Eat less + burn more =weight loss. Eat more + burn less=weight gain. Simple equations that even my mathematically impaired brain has understood since grade school.
One would think that my amped up running /cardio blast routine would require me to increase calories to keep up with my more demanding energy output. After all my goal was to be fit and strong not to lose more weight. Right? However, at the age of forty about a year after I started running, my weight had dropped yet again ( another ten pounds to be exact) and although I didn’t acknowledge it at the time, it was teetering on an unhealthy weight for me, actually and unhealthy weight for anyone. I, however, was not concerned about the smaller number on the scale, in fact it gave me a rush to see that shrinking number. Having felt “big” for most of my life, being at a weight this low was something that always felt unattainable to me and although I was starting to get comments like “you are not planning on losing more weight, are you?” They were balanced with ”you look great/fit/strong,” compliments and those were the ones that stuck. What bothered me, was that I was starting to have less energy for my workouts, it became harder to push myself and when I did (and I always did), afterwards I felt more fatigued than energized and my legs were often stiff and sore. This was frustrating to me. I had just begun training for my first race, a half marathon my sister had signed me up for as birthday gift, and I was determined to kick ass, which at the time meant I wanted to finish it without having to stop and walk. I was bothered enough by the fatigue to see a sports nutritionist, I wanted someone to tweak what I felt was already a pretty fantastic diet, so I could run farther and faster. A marathon runner and accomplished athlete, this nutritionist had been featured on national news shows and in sports publications so I was confident she would get me on the right path. Ironically, she expressed no concern for my weight and she actually applauded my heathy fruit and veggie filled diet, she said I just needed bigger portions of macronutrients. What? I should eat more? She sent me on my way with a personalized meal plan, one I felt was very reasonable. On paper, anyway.

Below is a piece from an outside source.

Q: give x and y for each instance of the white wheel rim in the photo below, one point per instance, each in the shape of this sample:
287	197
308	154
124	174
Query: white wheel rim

When I started on the prescribed plan, it just seemed like so much food. I even whipped out my measuring cups and scale to make sure I had the portions right (I had not used them in a while as I had a pretty limited and familiar rotation of meals). Oatmeal, bread AND pasta all in one day? Eating according to that plan made me feel gluttonous and over indulgent. If I eat like this every day I will GAIN weight. I had spent most of my life trying to keep my eating under control so I struggled to wrap my head around allowing myself permission to eat more food. I understood the necessity if I wanted to feel better and reach my fitness goals, I just couldn’t bring myself to do it.